Впервые в истории мы встречаемся с ситуацией, когда римский город был обязан платить дань германскому правителю. Согласно Прокопию, в его время варвары, жившие на Дунае, не имели привычки требовать дань; когда он описывает то, как герулы требовали дань от ломбардов и других племен, он отмечает необычность этой акции. Видимо, Прокопий не знал о том, что предшественниками герулов в этом деле были руги. По случайному совпадению герулы тогда жили там же, где во времена св. Северина жили руги. Последние к этому времени переселились в Италию к своим старым врагам, остроготам54. Отметим еще один момент, новый для истории германских народов. До этого не было известно ни одного случая, когда бы король-германец — в данном случае это был Фелефей — Фева — мог подарить кому-то римский город. Однако мы читаем, что Фердерух «получил» Фавианис от своего брата-короля (ХЫ1. 1). А король, видимо, имел абсолютное и ничем не ограниченное право поступать с городом, как ему заблагорассудится (хотя, читая Эннодия, мы вряд ли придем к такому выводу). В прежние времена, как мы знаем, германские короли одаривали своих приближенных деньгами и лошадьми. Они могли даже подарить им земли. Но Фева был первым германским королем, подарившим город. Предположительно, дань собирали уцелевшие куриалы, но мы знаем, как они это делали, сколько они собирали и с кого.

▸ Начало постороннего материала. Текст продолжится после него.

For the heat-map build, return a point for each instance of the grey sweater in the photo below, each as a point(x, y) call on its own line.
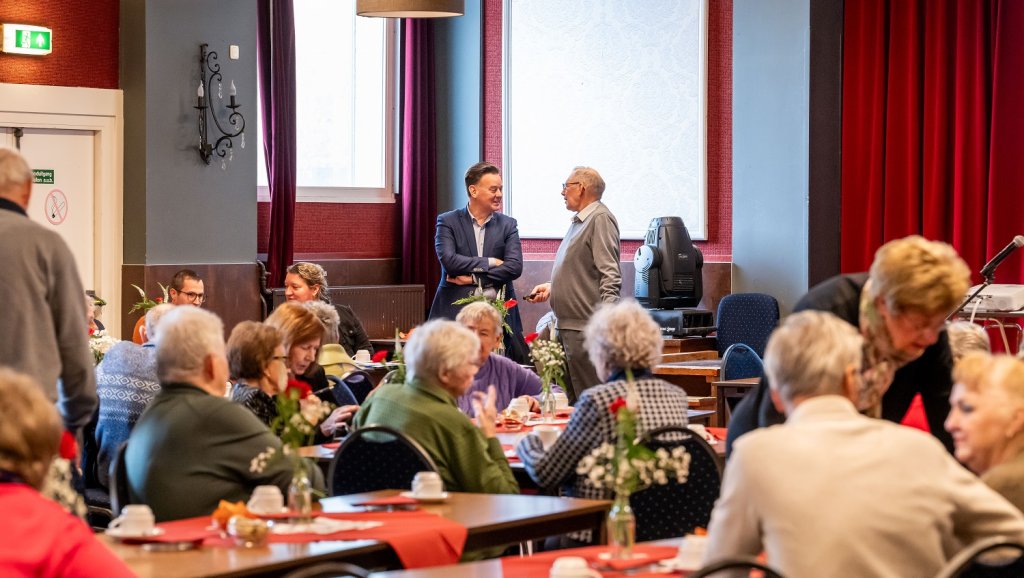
point(586, 271)
point(42, 319)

Возможно, женщина по имени Прокула, которую Эвгиппий описывает как nobilissimis orta natalibus (III. 2), была женой или вдовой декуриона, так как, описывая члена высшей аристократии, Эвгиппий употребляет как правило термин illustris (XLVI. 2). Поступок короля вовсе не означает, что Фердерух был назначен главой городской администрации (XLII. 1), эта задача была ему не по силам. Также непонятно (XLIV. 1), почему позже он предстает перед нами в облике нищего (pauper). Однако он обеднел настолько, что украл вещи, предназначенные для благотворительности, церковную чашу и другие предметы, принадлежавшие церкви.